My brother's dog Thomas has always seemed autistic to me.
I love dogs and usually connect with them well. In childhood, I had a whole pack of stray dogs that recognized me as their human and followed me around town.
I helped one of them learn to hunt mice when he was a puppy. He would leap towards the mouse, but his paws kept landing at the spot where she was a moment ago. Once, I stepped on the mouse's tail, pinning her down—and the next second, she was only a half of a mouse. My dog ate one half and left the other one to me.
A couple years later I saw him catch a squirrel and felt a mixture of pride and guilt. Squirrels are adorable. Kids love feeding them in our town. I felt complicit in the kill.
My opinion of squirrels has changed for about year once, when I lived in Houston. Houston has too many squirrels. They don't seem special there. They look like very agile rats as they run on electric wires along the roads ("streets," they call them in Houston; but they are just roads with houses on their sides).
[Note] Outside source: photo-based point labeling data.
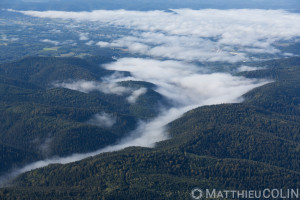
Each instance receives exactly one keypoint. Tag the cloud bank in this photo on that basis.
(193, 35)
(181, 36)
(103, 119)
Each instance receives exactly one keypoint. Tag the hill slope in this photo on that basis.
(55, 121)
(251, 145)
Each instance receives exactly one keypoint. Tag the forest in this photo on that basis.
(250, 145)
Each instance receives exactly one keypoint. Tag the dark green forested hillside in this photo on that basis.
(39, 121)
(250, 145)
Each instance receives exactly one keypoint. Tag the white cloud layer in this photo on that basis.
(245, 68)
(193, 35)
(103, 119)
(185, 35)
(51, 42)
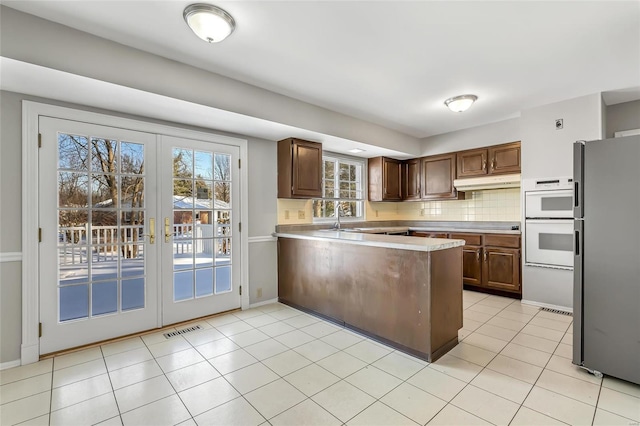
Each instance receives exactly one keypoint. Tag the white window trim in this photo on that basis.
(347, 158)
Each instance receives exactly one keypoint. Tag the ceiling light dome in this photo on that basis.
(209, 22)
(460, 103)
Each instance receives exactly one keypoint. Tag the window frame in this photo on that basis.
(341, 158)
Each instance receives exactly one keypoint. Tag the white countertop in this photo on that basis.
(376, 240)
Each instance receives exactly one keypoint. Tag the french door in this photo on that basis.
(138, 231)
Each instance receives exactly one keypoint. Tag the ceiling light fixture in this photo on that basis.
(209, 22)
(460, 103)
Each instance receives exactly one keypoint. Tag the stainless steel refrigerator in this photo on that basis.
(606, 308)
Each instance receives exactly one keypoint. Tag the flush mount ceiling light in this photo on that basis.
(209, 22)
(460, 103)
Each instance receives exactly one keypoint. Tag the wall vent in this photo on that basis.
(183, 331)
(556, 311)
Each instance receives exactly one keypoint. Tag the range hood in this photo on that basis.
(488, 182)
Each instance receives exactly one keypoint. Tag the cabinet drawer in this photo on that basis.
(502, 240)
(470, 239)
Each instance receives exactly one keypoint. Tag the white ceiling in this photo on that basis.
(391, 62)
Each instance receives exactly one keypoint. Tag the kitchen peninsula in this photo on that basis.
(403, 291)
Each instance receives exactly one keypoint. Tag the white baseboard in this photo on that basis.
(9, 364)
(265, 302)
(547, 305)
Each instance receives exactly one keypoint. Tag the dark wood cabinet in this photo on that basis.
(385, 177)
(438, 174)
(411, 183)
(299, 169)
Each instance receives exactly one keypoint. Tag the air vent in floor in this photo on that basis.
(556, 311)
(183, 331)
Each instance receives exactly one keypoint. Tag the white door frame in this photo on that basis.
(30, 348)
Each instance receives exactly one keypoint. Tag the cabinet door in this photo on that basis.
(472, 163)
(472, 265)
(501, 269)
(411, 180)
(504, 158)
(438, 173)
(391, 178)
(307, 169)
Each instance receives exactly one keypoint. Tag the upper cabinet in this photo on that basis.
(493, 160)
(299, 169)
(385, 177)
(438, 174)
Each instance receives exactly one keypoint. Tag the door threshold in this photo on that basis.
(129, 336)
Anyway: I usually get along with dogs very well. But Thomas has always seemed a bit off. He never looks at you directly or follows your movements with his eyes. He's not very responsive in play. I sometimes have dreams, in which I'm barely aware of what's going on. I move through the plot like through fog, operating purely on momentum, either reacting to events in a clumsy, semi-random fashion, or not reacting at all. That's how Thomas is most of the time. He seems blind in some non-literal way.
I was at my brother's birthday party last autumn. It was two or three in the morning. I left the small room where people were getting high and went into the kitchen to get some water or tea or alcohol. Thomas was standing in the middle of it, at a random angle to the walls, not looking at anything in particular, with his head down and his tail moving slowly from side to side. I hugged him, and he stopped moving his tail. We stood like that for some time.
This made me think that some of the most precious and heart-breaking experiences that sentient beings share are the times when they know communication is not possible, and so they choose to be silent next to each other, not trying to communicate. Sometimes this happens during a break-up. Sometimes I visit my father's grave and stand there silently.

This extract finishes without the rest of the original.